21 Interviewing Witnesses What did you see or hear? When did this occur? Describe the alleged harasser's behavior toward the complainant and toward others in the workplace. What did the complainant tell you? When did s/he tell you this? Do you know of any other relevant information? Are there others who have relevant information?
22 Representing a member disciplined for sexual harassment The Union may have a duty to pursue a grievance for a member who has been disciplined by the employer for harassment. But success on the alleged harasser’s grievance may adversely affect the complainant’s employment, so the Union should not automatically pursue such a grievance without careful evaluation.
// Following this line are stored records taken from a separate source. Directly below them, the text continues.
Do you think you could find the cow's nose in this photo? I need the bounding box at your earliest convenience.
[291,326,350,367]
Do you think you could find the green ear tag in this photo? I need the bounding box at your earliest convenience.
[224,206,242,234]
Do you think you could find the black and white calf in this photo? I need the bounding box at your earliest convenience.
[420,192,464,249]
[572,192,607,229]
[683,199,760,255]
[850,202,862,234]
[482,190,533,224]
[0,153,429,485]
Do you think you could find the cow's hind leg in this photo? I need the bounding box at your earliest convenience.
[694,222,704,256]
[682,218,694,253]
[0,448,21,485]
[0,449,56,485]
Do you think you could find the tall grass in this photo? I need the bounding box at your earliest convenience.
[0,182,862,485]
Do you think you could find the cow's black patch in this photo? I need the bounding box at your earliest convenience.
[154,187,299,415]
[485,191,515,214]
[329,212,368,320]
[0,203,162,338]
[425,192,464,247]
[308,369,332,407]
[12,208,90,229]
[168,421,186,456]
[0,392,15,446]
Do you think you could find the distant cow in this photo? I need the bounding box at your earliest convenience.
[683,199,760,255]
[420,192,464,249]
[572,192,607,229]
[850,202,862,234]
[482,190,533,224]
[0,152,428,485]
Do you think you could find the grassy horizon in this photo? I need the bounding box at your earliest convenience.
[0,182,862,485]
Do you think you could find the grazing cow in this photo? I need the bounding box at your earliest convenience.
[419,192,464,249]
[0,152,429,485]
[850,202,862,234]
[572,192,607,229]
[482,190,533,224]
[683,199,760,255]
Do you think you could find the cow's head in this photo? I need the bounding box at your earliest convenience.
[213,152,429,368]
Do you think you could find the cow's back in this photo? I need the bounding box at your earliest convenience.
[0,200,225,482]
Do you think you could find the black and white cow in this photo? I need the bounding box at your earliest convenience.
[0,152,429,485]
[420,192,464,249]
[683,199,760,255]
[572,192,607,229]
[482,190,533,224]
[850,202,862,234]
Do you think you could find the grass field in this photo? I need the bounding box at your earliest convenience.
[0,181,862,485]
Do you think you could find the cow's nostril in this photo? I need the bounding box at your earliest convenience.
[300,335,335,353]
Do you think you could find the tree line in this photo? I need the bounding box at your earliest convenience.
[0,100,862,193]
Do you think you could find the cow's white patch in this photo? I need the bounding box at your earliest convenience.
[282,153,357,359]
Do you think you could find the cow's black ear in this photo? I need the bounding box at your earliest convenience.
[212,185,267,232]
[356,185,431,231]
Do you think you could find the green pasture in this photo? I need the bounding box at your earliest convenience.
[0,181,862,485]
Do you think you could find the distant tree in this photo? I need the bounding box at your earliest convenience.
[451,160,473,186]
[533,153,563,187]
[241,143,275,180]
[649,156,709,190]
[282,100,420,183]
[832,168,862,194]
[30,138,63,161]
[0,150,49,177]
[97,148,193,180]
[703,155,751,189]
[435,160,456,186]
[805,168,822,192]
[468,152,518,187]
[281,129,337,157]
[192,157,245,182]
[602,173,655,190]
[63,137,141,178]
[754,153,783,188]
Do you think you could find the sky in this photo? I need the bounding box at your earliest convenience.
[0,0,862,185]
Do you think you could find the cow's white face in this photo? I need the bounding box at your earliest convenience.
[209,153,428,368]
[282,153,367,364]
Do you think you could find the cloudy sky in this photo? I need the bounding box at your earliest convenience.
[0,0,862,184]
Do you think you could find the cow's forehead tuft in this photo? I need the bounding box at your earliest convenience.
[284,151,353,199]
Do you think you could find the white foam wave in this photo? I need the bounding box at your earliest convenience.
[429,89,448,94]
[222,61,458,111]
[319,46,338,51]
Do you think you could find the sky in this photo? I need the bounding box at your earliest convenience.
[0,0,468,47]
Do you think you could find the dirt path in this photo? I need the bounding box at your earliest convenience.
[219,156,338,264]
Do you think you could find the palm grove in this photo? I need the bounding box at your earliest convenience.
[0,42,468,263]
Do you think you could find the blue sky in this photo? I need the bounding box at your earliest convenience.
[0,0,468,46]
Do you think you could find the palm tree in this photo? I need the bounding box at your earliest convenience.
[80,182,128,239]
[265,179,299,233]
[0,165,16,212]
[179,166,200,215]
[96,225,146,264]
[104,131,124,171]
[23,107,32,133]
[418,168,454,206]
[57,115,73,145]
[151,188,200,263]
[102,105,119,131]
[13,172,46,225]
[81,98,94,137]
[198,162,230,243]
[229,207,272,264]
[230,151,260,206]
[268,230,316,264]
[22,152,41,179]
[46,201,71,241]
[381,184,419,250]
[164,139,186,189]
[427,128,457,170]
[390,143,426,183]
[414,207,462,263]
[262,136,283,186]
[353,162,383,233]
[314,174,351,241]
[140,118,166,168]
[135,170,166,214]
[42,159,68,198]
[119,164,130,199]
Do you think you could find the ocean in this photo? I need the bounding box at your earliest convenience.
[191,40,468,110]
23 Evaluating the grievance of a member disciplined for harassment Interview the grievant and ask him/her to complete a grievance fact sheet. Interview the member who complained of harassment and any witnesses. Once investigation is complete, evaluate the grievance considering the following: –Credibility of competing factual claims of members involved –Competing interest of grievant and member who accused him/her of harassment –Grievant’s potential due process defenses, even if s/he did engage in objectionable conduct, such as: Lack of employer training on meaning of sexual harassment Principle that punishment must fit the offense Failure to follow progressive discipline, if appropriate
24 Preventing Union Liability for Sexual Harassment Understand that you have an important role to play in preventing union liability for unlawful sexual harassment. Read the union’s policy and make sure others understand it. Understand that the union’s policy protects Union employees and Union members from sexually harassing conduct by other Union employees and Union members at the Union hall and while engaged in Union activities. Do not ignore complaints about offensive conduct. Listen carefully to the details of the complaint and how the person complaining feels about the conduct. Do not jump to conclusions about the complaint or judge the complaint by how you feel about the conduct. Keep an open mind. Remember that conduct that may be okay in an all male construction site, may be offensive to women employees or members and interfere with their work or participation in union activities. Treat the complaint confidentially by discussing it only with those who need to know in order to conduct a fair investigation. Do not promise to keep a complaint “off the record.” The Union has a responsibility to the complaining party and the accused to conduct a fair investigation and take appropriate action. Investigate the complaint fairly by getting all sides of what happened. If the complaint has merit, take only the corrective action that is appropriate to resolve it. Counseling and progressive discipline can be appropriate for less serious kinds of sexual harassment. Tell the person who complained and those accused the outcome of the investigation.